BODY='{"interval":"60s"}'
TIMESTAMP=$(date +%s)
CANONICAL_REQUEST="${METHOD}\n${PATH}\n${BODY}\n${TIMESTAMP}"
SIGNATURE=$(echo -ne "$CANONICAL_REQUEST" | openssl dgst -sha256 -hmac "$SECRET" -hex | cut -d' ' -f2)
echo -e "\nPOST /api/scrape-interval"
curl -s -w "Status: %{http_code}\n" \
-X POST \
-H "Authorization: HMAC-SHA256 $SIGNATURE" \
-H "X-Timestamp: $TIMESTAMP" \
-H "Content-Type: application/json" \
-d "$BODY" \
"$BASE_URL$PATH"
Unit Tests
func TestHMACAuthentication(t *testing.T) {
secret := "test-secret"
auth := NewHMACAuth(secret)
// Test valid signature
timestamp := time.Now().Unix()
signature := generateTestSignature("GET", "/api/apps", "", timestamp, secret)

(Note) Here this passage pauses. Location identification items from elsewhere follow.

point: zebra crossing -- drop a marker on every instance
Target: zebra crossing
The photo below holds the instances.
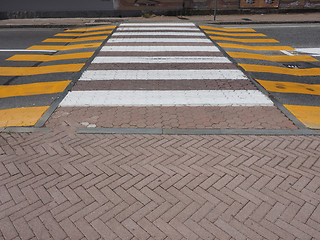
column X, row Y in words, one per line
column 162, row 64
column 33, row 82
column 290, row 75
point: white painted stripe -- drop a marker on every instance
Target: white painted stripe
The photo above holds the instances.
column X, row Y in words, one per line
column 158, row 29
column 167, row 98
column 311, row 51
column 166, row 40
column 162, row 74
column 158, row 34
column 25, row 50
column 160, row 49
column 161, row 60
column 156, row 24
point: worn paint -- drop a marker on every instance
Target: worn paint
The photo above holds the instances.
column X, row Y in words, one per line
column 27, row 71
column 33, row 89
column 235, row 34
column 160, row 48
column 229, row 29
column 281, row 70
column 81, row 34
column 167, row 98
column 21, row 116
column 245, row 40
column 177, row 59
column 290, row 87
column 255, row 48
column 65, row 48
column 308, row 115
column 162, row 74
column 84, row 39
column 275, row 58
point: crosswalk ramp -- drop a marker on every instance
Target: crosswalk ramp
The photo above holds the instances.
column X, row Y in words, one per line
column 291, row 76
column 166, row 75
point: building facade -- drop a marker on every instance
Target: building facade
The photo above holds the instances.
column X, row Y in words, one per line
column 105, row 8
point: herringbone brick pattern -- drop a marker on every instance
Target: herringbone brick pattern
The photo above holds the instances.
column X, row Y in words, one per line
column 65, row 186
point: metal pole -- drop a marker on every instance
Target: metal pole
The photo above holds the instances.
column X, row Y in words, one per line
column 215, row 10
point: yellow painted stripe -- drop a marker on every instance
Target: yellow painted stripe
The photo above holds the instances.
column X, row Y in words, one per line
column 256, row 48
column 64, row 48
column 21, row 116
column 47, row 58
column 27, row 71
column 275, row 58
column 33, row 89
column 244, row 40
column 281, row 70
column 236, row 34
column 229, row 29
column 90, row 29
column 308, row 115
column 290, row 87
column 81, row 34
column 76, row 39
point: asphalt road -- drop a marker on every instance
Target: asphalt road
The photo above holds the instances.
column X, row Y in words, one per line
column 296, row 36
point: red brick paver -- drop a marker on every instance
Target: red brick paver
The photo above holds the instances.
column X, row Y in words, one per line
column 64, row 186
column 171, row 117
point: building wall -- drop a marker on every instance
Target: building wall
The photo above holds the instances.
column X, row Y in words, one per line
column 58, row 8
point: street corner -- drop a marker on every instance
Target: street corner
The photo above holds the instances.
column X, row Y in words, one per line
column 289, row 75
column 165, row 75
column 34, row 79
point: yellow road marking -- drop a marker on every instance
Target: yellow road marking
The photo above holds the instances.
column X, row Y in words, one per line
column 244, row 40
column 75, row 39
column 275, row 58
column 90, row 29
column 290, row 87
column 64, row 48
column 256, row 48
column 81, row 34
column 21, row 116
column 229, row 29
column 47, row 58
column 33, row 89
column 236, row 34
column 308, row 115
column 281, row 70
column 26, row 71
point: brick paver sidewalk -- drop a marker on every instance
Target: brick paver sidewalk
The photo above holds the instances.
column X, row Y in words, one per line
column 60, row 185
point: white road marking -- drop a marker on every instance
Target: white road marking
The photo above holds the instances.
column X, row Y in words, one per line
column 162, row 74
column 156, row 24
column 160, row 49
column 166, row 98
column 286, row 52
column 311, row 51
column 158, row 40
column 155, row 33
column 177, row 59
column 157, row 29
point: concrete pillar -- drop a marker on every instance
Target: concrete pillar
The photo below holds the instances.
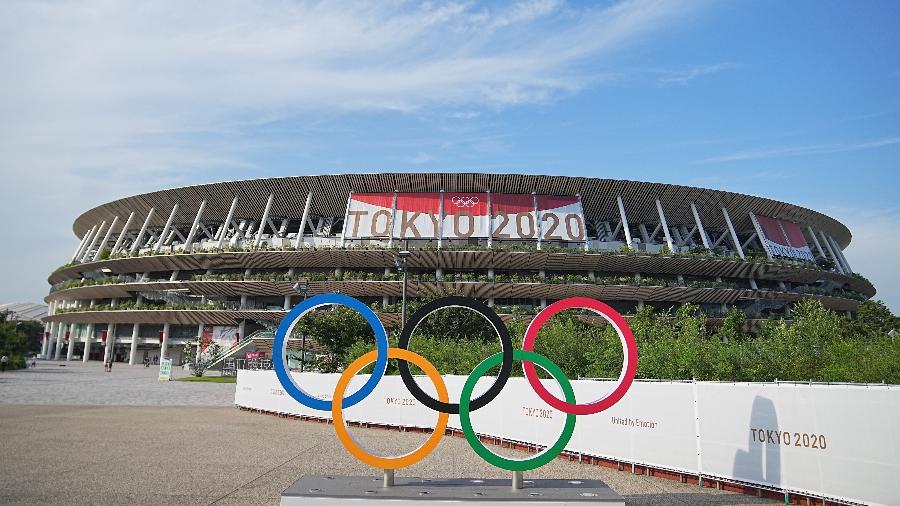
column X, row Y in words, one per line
column 165, row 230
column 136, row 245
column 87, row 251
column 223, row 230
column 665, row 226
column 199, row 341
column 60, row 332
column 87, row 342
column 700, row 228
column 265, row 219
column 135, row 332
column 110, row 341
column 624, row 222
column 164, row 347
column 70, row 352
column 105, row 240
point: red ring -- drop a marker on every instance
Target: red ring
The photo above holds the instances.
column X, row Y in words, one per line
column 624, row 331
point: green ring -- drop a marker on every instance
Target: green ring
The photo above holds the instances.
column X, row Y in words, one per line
column 491, row 457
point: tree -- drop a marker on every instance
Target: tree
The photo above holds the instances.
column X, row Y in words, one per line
column 337, row 329
column 14, row 342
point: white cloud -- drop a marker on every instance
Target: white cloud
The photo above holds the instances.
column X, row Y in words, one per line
column 812, row 149
column 105, row 99
column 684, row 76
column 873, row 250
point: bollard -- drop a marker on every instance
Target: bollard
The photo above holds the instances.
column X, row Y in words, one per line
column 518, row 480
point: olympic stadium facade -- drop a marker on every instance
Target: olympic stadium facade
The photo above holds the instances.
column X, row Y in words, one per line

req := httptest.NewRequest("GET", "/api/apps", nil)
req.Header.Set("Authorization", fmt.Sprintf("HMAC-SHA256 %s", signature))
req.Header.Set("X-Timestamp", strconv.FormatInt(timestamp, 10))
valid, err := auth.ValidateRequest(req)
assert.NoError(t, err)
assert.True(t, valid)
// Test invalid signature
req.Header.Set("Authorization", "HMAC-SHA256 invalid-signature")
valid, err = auth.ValidateRequest(req)
assert.Error(t, err)
assert.False(t, valid)
}
Troubleshooting
Common Issues
- Clock Synchronization: Ensure client and server clocks are synchronized
- Encoding: Use UTF-8 encoding for all string operations
- Newlines: Use
\n
(LF) for canonical request formatting - Empty Body: Use empty string, not null, for requests without body
- URL Encoding: Use the exact path from the URL, not URL-encoded version
Debug Mode
Enable debug logging to troubleshoot authentication issues:
authentication:
hmac:
debug: true # Only for development
This will log canonical requests and signatures (without revealing the secret).
Remember: HMAC authentication provides strong security when implemented correctly. Always use HTTPS in production to protect against man-in-the-middle attacks.